Ahmad Nasri
Saat saya sekolah dulu, beberapa guru pernah menasihatkan kepada para muridnya agar senantiasa berlaku dan berbuat adil dan jangan melakukan tindakan zalim. Mereka mengatakan bahwa definisi adil secara singkat adalah, “menempatkan sesuatu pada tempat yang seharusnya”. Mereka juga mengatakan bahwa lawan kata adil adalah zalim, yang diartikan dengan kebalikan dari arti adil, yaitu, “menempatkan sesuatu tidak pada tempat yang seharusnya.”

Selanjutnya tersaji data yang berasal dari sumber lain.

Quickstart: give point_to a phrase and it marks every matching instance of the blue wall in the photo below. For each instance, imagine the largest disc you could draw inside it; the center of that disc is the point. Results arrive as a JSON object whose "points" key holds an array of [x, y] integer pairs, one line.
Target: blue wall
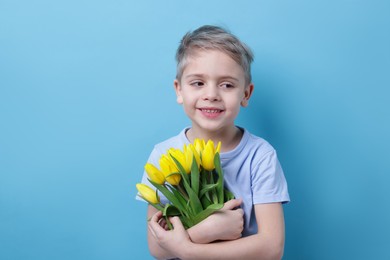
{"points": [[86, 90]]}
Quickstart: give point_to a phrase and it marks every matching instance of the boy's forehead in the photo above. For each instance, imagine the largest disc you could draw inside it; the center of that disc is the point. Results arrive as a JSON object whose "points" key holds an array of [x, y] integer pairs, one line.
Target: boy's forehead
{"points": [[205, 61]]}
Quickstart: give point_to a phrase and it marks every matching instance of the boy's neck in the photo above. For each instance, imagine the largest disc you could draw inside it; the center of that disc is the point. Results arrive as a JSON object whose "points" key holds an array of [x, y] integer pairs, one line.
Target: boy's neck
{"points": [[229, 139]]}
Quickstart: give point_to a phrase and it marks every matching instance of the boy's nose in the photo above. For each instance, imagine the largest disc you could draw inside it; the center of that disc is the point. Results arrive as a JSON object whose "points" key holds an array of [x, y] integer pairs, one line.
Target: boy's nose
{"points": [[211, 93]]}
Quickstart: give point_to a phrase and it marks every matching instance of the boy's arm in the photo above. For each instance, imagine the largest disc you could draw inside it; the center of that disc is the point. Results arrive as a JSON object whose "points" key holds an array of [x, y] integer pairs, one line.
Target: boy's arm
{"points": [[225, 224], [268, 243]]}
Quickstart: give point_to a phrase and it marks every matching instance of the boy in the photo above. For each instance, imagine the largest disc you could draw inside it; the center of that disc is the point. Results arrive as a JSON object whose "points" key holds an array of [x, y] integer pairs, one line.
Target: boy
{"points": [[213, 80]]}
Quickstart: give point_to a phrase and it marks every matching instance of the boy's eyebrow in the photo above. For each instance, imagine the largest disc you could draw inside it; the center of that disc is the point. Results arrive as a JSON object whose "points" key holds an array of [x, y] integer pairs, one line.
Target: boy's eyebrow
{"points": [[202, 76]]}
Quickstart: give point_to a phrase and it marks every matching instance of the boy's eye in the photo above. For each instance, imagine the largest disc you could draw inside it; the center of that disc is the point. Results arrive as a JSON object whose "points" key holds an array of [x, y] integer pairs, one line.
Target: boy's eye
{"points": [[227, 85], [197, 83]]}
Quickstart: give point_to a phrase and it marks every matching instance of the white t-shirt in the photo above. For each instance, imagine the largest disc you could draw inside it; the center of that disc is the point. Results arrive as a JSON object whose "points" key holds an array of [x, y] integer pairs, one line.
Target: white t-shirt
{"points": [[251, 171]]}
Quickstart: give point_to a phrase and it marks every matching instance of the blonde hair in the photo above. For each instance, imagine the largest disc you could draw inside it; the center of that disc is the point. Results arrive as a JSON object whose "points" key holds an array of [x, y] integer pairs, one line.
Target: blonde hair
{"points": [[210, 37]]}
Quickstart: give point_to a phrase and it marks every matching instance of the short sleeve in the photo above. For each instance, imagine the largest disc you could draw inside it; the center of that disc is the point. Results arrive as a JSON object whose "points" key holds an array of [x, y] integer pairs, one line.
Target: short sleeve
{"points": [[268, 181]]}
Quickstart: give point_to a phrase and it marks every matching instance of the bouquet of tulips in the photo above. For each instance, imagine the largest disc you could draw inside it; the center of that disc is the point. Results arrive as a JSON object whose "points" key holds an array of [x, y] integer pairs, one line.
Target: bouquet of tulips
{"points": [[192, 181]]}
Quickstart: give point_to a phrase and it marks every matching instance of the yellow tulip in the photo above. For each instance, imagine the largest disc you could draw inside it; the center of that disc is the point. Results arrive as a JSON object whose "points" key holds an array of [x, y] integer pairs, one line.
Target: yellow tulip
{"points": [[148, 193], [168, 167], [218, 150], [208, 156], [154, 174]]}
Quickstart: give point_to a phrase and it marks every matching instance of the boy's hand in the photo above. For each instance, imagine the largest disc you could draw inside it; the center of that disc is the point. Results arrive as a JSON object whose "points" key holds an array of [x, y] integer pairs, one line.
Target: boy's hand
{"points": [[172, 241], [225, 224]]}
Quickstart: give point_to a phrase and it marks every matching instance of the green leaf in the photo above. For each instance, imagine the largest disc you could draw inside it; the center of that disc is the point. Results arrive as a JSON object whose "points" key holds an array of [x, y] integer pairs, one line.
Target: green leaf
{"points": [[195, 176], [220, 186], [205, 201], [195, 204], [207, 188], [169, 195], [228, 195]]}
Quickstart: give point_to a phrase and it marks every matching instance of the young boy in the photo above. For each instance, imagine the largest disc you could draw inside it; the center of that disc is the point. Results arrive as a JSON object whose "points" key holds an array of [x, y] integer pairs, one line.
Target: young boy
{"points": [[213, 80]]}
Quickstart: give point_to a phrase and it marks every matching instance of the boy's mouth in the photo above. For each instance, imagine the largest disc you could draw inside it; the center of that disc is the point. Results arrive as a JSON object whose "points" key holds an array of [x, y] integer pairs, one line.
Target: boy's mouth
{"points": [[211, 112], [207, 110]]}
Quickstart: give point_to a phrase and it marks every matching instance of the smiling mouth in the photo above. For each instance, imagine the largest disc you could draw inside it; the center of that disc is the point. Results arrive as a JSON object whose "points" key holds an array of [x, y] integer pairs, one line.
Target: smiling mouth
{"points": [[211, 111]]}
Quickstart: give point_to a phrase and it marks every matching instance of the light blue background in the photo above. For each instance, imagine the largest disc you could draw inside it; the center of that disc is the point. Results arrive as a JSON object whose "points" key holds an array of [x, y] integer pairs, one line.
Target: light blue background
{"points": [[86, 90]]}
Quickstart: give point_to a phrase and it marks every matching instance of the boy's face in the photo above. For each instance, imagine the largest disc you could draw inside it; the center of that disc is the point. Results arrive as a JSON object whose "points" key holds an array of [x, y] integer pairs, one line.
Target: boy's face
{"points": [[212, 89]]}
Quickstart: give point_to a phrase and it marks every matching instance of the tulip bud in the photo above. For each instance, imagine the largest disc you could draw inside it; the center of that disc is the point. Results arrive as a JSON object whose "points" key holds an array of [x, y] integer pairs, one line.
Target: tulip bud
{"points": [[192, 152], [168, 167], [208, 156], [148, 193], [154, 174], [180, 157]]}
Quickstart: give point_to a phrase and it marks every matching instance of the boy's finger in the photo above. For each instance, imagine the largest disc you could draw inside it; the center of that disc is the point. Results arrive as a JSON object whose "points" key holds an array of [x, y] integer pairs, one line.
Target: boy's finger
{"points": [[177, 224], [231, 204]]}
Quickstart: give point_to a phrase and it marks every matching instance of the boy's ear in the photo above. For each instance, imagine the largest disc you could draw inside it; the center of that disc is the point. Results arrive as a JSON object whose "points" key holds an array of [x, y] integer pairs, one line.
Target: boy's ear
{"points": [[176, 85], [247, 94]]}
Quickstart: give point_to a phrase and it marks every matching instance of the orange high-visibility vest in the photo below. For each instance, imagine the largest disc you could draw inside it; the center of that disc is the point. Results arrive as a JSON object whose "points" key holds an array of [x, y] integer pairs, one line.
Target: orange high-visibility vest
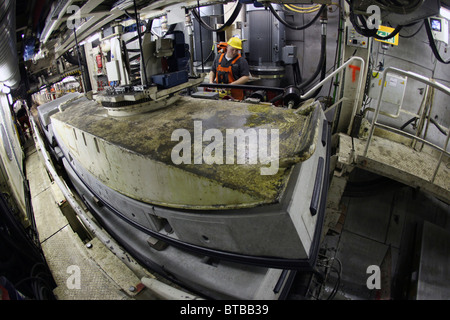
{"points": [[225, 75]]}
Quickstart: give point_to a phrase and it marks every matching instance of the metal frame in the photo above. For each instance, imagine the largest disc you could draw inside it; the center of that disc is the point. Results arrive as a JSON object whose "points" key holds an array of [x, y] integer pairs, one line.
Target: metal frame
{"points": [[331, 76], [429, 82]]}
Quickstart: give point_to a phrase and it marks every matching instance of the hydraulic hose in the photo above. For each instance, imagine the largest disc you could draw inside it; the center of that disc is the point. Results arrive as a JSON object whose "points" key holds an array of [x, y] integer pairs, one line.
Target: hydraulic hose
{"points": [[290, 26], [226, 25]]}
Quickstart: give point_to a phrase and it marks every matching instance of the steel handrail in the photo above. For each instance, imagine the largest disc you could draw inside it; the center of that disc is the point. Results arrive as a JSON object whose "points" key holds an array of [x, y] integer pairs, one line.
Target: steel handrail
{"points": [[338, 71], [429, 82]]}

Dalam Kamus Besar Bahasa Indonesia, adil dijelaskan dengan “sama berat; tidak berat sebelah; tidak memihak, berpihak kepada yang benar; berpegang pada kebenaran; sepatutnya; tidak sewenang-wenang”. Dengan demikian, seseorang disebut berlaku adil apabila ia tidak berat sebelah dalam menghukumi sesuatu, tidak berpihak kepada salah satu kecuali kepada siapa saja yang berada di atas kebenaran, sehingga seorang yang adil tidak akan berlaku sewenang-wenang dan melakukan hal yang tidak sepatutnya.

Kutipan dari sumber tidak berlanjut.